Hi folks. It's Little Mary Sunshine, come to break her long silence.
I could tell you cute stories of my children, I could rant about adults who refuse to act like adults, I could tell you about the burning bun and the sleeping babysitter, I could tell you heartwarming stories of Christmas and my overwhelmingly adorable neice, I could whine about working ten hour days, I could praise the lovely Lorna to the skies for being a safe place for my children, as well as doing tons of laundry and cooking suppers, while I worked those ten hour days - the list goes on and on. I could do all this, but I'm not going to. I'm going to tell you about
The Annoying Telephone Solicitor
I am lying in bed, nursing the cavernous hole in my face left by the dentist this morning. I am cozily miserable in my painkiller induced haze. The phone rings. "Hello!" chirps someone who is probably a very nice person in her real life. In fact, I think it's only perpetually sanguine people who take phone sales jobs, because who else would think "Oh, that'll be fine! I'll be so friendly I'll be FUN to talk to!" Where was I?

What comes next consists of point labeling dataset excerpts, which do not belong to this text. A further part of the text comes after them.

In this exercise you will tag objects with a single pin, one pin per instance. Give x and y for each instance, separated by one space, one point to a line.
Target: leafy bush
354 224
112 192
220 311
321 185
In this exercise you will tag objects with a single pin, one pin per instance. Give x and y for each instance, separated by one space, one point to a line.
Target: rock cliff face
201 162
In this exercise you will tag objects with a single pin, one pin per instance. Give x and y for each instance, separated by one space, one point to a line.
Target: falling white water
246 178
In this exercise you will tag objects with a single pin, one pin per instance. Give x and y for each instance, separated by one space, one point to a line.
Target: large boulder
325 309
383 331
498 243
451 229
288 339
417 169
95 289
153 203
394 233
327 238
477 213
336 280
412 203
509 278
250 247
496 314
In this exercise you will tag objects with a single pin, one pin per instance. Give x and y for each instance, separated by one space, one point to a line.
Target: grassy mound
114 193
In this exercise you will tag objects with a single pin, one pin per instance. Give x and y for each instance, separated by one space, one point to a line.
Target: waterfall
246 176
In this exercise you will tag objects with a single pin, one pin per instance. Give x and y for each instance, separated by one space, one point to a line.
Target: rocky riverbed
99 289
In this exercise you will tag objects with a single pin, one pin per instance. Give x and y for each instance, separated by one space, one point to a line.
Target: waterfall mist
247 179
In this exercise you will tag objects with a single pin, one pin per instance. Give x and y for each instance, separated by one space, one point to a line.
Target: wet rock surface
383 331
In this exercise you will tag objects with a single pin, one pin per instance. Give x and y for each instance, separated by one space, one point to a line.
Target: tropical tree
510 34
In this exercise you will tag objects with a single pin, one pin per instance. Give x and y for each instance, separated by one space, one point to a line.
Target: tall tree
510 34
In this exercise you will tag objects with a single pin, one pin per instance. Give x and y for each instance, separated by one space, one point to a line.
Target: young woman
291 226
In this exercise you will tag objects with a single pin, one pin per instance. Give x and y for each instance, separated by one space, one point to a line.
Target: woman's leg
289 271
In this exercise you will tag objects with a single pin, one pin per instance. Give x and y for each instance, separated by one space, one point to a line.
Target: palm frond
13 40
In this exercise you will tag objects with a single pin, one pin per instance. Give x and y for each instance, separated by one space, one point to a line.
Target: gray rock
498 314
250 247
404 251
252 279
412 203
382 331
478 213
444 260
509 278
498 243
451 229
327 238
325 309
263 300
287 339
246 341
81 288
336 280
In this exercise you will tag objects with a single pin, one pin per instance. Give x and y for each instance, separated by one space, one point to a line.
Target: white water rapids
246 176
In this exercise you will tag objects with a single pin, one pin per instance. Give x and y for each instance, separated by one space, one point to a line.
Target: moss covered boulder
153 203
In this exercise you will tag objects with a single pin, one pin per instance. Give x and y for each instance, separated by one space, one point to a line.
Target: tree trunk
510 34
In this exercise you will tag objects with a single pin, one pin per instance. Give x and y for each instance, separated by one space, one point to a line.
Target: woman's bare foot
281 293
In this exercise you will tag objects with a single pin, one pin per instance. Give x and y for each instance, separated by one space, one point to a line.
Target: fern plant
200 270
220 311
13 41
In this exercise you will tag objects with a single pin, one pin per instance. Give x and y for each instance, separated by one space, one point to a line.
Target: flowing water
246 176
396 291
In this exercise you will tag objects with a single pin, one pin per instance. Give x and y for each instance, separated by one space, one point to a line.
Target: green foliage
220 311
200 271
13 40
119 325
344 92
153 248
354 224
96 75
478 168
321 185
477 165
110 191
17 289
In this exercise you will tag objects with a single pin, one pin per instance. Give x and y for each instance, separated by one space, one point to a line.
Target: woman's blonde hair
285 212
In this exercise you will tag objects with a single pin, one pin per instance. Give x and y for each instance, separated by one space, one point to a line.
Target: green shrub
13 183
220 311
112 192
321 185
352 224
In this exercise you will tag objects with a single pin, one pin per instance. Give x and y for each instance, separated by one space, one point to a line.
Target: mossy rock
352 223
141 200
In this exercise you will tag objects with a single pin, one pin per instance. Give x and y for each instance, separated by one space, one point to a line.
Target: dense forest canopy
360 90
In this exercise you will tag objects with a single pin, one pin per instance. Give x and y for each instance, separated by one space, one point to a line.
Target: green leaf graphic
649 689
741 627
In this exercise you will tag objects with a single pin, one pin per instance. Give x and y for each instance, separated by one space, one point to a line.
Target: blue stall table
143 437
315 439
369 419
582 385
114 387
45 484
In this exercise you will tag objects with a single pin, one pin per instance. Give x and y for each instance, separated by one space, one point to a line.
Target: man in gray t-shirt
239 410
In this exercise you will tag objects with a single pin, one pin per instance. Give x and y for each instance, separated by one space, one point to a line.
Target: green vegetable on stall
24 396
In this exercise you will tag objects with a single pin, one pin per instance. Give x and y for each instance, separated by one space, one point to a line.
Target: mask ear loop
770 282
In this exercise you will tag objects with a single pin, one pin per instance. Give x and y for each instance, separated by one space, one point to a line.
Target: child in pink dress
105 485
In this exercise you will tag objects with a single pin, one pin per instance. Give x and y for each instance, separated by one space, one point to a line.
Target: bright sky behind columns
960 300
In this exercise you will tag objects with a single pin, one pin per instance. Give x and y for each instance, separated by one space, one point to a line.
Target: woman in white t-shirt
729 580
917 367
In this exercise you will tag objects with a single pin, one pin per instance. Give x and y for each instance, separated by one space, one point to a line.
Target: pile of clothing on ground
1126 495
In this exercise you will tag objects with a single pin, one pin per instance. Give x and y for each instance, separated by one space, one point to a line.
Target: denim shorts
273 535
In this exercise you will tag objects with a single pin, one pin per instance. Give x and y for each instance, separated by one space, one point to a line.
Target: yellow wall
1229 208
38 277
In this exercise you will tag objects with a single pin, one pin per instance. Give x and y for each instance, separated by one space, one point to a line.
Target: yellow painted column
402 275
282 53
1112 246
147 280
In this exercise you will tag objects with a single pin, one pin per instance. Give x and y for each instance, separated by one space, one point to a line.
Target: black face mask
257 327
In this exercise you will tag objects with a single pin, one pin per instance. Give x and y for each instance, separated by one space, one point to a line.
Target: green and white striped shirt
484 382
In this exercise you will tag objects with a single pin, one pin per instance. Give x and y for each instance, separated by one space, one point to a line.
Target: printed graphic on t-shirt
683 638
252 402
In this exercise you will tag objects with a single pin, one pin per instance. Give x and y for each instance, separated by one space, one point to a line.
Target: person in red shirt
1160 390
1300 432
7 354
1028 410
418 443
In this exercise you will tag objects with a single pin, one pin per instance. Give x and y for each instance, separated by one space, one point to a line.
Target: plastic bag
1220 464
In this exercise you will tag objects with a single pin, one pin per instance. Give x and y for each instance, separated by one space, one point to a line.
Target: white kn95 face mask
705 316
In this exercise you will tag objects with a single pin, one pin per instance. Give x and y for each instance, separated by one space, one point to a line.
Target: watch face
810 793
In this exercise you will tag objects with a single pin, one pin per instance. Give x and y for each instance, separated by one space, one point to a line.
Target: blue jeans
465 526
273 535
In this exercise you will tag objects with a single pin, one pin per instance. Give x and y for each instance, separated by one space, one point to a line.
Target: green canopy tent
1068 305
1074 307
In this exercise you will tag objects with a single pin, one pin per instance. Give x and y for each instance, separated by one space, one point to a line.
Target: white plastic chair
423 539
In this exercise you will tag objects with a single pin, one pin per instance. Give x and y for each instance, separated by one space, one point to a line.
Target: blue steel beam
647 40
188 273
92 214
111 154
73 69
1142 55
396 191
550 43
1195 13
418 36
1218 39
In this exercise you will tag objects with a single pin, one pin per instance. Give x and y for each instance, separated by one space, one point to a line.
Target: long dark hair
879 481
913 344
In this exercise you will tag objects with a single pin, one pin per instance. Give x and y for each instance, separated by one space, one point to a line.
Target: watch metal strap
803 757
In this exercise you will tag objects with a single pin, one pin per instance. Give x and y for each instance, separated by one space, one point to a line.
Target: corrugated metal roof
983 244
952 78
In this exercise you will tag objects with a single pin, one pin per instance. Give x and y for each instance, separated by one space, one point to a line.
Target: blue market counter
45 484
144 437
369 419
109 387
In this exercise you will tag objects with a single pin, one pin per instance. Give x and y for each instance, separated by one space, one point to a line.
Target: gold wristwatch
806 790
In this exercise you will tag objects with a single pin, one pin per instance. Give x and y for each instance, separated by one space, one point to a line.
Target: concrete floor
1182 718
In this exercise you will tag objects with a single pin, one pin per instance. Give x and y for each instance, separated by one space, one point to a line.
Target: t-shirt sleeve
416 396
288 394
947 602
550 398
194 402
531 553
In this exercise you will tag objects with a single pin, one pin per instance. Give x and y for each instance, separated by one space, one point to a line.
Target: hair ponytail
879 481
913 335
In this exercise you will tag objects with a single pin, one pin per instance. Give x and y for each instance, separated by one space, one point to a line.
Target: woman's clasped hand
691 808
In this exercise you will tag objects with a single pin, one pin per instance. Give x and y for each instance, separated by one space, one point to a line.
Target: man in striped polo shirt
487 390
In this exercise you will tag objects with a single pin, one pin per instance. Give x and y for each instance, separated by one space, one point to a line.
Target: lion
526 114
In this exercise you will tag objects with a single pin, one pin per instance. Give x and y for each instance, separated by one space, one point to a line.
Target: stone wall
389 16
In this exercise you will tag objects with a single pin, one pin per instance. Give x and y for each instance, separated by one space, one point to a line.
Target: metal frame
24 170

"Hello!" she chirps. "Is this Mrs. (mispronounced surname)?"
For one second I'm tempted to say no, because there's certainly no-one by that name at this house, but I know what she means.
"Sure", I slur.
"blahblahblahblahblahblahblah and may I send you an invitation to our open house?" she carols.
"Sure", I slur, holding the side of my face in a vain attempt to keep the gigantic hole in my mouth from swallowing my tongue.
"Shall I tell you a bit more about us first?" she invites confidingly. (yes bjH I KNOW that's an adverb. Don't you HATE those? passionately?)
I realize that holding my lower jaw in place with both my hands and grunting answers isn't going to Make This Go Away. I summon all the energy I have, from the outlying areas where it has gone to ground.
"Actually, no." I say. "I had a tooth pulled this morning, that took the dentist an hour and a half to get out. It came out in five separate pieces and involved a lot of drilling. I now have at least three stitches in my mouth and I'm doped up on painkillers. If you want to send me stuff, send away, but can I please hang up now?"
There is a pause.
"Well if I don't tell you these things, I'll get fired." She laughs.
I grit what's left of my teeth. Sharp shooting pains result. "Oh, don't get fired." I say, with a regrettable lack of sincerity.
She asks a few questions, I whisper a few answers.
"Wow" she says, blinking her eyelashes (I could TELL) "It sounds like I just woke you up or something."
"No, I just had a tooth pulled." I resist the urge to shout "WHY SHOULD I LISTEN TO YOU IF YOU WON'T LISTEN TO ME???" because blood pouring down my chin from ruptured stitches is less effective over the phone.
Then she gives this half-hearted little snicker like "oh grow up, getting a tooth pulled is no biggie" and instead of losing it, I just hang up.
And instead of being annoyed all day, I planned this blog entry.
I feel much better now. Except the heartburn. When you can only have "cool fluids", maybe they shouldn't be exclusively Coke?